The Bobcats joined the league in the summer of 2004.  The Bobcats didn't have much to be proud of their first two seasons: They won just 44 total games (.268) and suffered countless hilarious buzzer-beaters.  But in their third season they went hard*, with a core of Raymond Felton, Gerald Wallace, and Emeka Okafor, all good players.  And on December 29, 2006 - in Charlotte's Time Warner Cable Arena (est. 2004), the Bobcats took down Kobe Bryant and the Lakers in triple overtime, despite Bryant's incredible 58-point night (on an insane 45 fg attempts) and despite Luke Walton's six 360 dunks (okay, only four).  In a couple of seasons seemingly filled with one ridiculously swag performance after the other, Kobe Bryant - his powers at their zenith and his teammates' at their collective nadir - produced another great one.  But locking arms and weathering a storm they could not stop, the Bobcats finally won when Kob-Icarus flew too high and fouled enough times to disqualify himself according to the rules of flightsketball, and the Bobcats won by 9.

*The Bobcats actually fought to a quite-solid 33 wins in 2006-2007, actually splitting their season series with each of the eventual conference finalists (Cavs, Jazz, Spurs, Pistons). 

INTRODUCING... JUST A REGULAR SEASON GAME! AND KOBE!

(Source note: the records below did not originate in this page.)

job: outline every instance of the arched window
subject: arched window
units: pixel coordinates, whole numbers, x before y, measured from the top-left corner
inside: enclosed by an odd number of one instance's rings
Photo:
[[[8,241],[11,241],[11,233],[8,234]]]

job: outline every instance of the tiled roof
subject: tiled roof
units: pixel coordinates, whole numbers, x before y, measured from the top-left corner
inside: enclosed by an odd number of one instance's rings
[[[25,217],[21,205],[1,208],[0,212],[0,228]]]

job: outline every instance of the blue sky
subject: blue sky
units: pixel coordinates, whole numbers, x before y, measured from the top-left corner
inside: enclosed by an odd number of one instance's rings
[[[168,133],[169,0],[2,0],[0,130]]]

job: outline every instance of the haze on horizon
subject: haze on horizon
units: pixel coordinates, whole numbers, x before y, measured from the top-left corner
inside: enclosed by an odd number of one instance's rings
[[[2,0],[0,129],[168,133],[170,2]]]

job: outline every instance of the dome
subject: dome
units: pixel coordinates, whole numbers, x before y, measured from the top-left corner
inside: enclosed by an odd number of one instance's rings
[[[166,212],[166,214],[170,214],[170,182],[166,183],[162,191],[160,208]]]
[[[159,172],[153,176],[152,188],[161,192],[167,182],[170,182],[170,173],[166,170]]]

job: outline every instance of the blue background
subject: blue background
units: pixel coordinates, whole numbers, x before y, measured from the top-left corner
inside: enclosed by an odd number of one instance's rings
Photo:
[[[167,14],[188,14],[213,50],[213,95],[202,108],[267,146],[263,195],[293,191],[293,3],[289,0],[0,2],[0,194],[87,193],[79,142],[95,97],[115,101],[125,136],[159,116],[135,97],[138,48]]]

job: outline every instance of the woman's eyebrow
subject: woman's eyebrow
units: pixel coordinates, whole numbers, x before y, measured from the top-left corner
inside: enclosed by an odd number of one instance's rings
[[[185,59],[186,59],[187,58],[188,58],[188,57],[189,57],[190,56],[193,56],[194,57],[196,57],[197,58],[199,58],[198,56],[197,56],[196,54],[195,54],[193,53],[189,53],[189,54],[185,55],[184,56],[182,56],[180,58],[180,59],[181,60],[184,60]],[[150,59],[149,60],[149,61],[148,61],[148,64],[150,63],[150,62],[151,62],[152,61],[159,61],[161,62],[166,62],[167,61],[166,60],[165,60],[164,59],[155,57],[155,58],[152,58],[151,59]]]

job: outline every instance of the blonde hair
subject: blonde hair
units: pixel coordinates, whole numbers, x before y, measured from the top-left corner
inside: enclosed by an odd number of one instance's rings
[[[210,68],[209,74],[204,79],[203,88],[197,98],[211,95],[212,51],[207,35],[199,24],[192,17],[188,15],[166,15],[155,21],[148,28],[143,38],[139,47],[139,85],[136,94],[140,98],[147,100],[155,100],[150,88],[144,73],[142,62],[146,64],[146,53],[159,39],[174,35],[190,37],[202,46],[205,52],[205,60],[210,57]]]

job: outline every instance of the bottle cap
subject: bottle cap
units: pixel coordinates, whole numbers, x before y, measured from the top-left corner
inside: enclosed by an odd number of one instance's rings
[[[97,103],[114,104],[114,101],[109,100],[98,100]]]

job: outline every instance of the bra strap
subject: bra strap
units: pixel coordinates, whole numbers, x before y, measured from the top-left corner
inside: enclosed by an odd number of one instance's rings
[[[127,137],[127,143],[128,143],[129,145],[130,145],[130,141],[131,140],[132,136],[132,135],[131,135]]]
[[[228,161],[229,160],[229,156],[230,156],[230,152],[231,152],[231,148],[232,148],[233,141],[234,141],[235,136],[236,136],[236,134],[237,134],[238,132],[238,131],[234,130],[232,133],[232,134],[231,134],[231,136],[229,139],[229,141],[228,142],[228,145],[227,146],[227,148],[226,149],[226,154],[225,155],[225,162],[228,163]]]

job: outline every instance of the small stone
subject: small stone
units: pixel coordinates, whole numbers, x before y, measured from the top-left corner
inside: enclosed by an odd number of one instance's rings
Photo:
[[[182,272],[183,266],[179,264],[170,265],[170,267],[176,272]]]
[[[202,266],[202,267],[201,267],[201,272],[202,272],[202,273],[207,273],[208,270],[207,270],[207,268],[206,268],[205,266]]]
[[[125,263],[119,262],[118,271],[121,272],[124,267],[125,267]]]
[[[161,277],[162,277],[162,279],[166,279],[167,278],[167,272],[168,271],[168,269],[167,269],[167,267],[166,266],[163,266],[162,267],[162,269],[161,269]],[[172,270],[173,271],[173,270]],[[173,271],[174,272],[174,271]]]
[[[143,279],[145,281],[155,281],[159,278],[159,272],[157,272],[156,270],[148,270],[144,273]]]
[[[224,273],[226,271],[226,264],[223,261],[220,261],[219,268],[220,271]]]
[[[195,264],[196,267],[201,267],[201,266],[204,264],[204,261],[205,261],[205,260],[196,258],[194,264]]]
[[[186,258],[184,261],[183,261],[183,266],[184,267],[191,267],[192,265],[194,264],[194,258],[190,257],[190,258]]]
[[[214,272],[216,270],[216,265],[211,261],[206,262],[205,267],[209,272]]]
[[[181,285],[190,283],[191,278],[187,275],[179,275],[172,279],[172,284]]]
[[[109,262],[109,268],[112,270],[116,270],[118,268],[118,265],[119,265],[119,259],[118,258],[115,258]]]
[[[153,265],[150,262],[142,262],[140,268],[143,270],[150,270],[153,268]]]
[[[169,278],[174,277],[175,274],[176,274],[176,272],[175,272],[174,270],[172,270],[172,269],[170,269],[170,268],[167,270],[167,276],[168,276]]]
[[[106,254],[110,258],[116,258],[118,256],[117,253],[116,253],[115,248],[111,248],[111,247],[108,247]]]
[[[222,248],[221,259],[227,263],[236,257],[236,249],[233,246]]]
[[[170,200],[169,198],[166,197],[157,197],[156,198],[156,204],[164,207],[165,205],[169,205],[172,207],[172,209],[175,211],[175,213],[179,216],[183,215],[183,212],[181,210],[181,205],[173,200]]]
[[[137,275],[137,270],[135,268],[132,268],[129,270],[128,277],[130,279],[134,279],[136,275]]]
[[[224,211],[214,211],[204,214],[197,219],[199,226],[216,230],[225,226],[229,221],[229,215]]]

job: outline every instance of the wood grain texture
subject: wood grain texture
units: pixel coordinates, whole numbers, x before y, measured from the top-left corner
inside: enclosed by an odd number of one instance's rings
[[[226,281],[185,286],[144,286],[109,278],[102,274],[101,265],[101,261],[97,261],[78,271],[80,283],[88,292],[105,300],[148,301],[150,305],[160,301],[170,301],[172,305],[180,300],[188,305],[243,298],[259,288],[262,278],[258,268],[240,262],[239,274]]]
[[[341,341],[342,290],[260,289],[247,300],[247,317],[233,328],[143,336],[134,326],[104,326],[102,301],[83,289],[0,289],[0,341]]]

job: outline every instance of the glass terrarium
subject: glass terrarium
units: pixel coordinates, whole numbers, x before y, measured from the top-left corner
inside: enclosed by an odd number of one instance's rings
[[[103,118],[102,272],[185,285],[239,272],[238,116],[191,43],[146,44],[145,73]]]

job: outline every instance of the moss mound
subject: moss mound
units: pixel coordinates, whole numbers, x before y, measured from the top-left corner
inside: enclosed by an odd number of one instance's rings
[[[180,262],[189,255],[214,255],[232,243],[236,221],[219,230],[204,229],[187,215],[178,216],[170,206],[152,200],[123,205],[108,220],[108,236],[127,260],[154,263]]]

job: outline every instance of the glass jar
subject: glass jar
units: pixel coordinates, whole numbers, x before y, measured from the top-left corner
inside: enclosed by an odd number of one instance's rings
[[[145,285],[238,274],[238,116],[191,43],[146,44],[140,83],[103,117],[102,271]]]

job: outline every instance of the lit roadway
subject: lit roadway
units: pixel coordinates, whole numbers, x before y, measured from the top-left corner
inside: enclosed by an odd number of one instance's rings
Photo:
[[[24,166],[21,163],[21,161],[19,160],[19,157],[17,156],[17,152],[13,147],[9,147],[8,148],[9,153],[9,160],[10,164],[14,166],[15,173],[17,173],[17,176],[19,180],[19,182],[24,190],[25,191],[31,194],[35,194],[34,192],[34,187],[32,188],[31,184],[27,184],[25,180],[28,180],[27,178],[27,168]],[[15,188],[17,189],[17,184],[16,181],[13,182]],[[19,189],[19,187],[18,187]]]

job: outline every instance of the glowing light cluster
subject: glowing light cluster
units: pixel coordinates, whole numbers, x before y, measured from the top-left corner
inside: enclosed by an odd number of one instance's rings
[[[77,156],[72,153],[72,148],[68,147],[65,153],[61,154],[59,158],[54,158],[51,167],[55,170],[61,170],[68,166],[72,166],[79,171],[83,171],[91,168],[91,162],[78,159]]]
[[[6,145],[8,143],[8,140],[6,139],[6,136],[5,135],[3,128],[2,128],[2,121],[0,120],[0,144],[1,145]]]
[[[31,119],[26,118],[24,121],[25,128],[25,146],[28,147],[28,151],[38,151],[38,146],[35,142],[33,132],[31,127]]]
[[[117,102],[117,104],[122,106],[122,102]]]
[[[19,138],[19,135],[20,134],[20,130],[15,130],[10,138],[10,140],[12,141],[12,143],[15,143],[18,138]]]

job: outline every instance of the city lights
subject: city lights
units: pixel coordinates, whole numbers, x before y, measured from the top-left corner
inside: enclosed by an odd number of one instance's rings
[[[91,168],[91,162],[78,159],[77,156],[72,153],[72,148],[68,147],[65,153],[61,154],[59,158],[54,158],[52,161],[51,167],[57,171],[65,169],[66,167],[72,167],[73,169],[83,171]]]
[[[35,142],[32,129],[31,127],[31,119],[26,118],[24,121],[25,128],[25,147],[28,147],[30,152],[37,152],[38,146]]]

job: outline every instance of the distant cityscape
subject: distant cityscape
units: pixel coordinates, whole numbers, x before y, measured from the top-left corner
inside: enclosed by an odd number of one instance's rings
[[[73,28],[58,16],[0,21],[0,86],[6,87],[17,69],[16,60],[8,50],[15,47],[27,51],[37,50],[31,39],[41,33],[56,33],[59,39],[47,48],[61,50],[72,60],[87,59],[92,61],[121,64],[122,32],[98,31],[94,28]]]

Yes, title, thanks for the clarification. Let's be clear: it was just a regular season game: the first half (beyond the Crash-Kobe duel) was actually exceedingly dull.  But something about Gerald Wallace and Kobe fighting for every inch of space brought the best out of every Bobcat. Felton, Wallace, and Okafor all were showstoppers in this game, seriously.  Matt Carroll even had a solid shooting game with a swag 27-8 on 16 shots off the bench. But it was the trio of stars that did most of the work: Felton made the kinds of great point guard decisions that leave a defense guessing constantly.   Wallace was in his franchise-player, do-everything-on-both-sides mode.  Wallace had so much intelligence and tenacity as a defender that he bears almost no fault at all for Kobe's performance, and in fact, Wallace made a number of crucial defensive stops on Bryant twice at the end of regulation.  And then there was Emeka Okafor, doing everything a center should as an inside presence.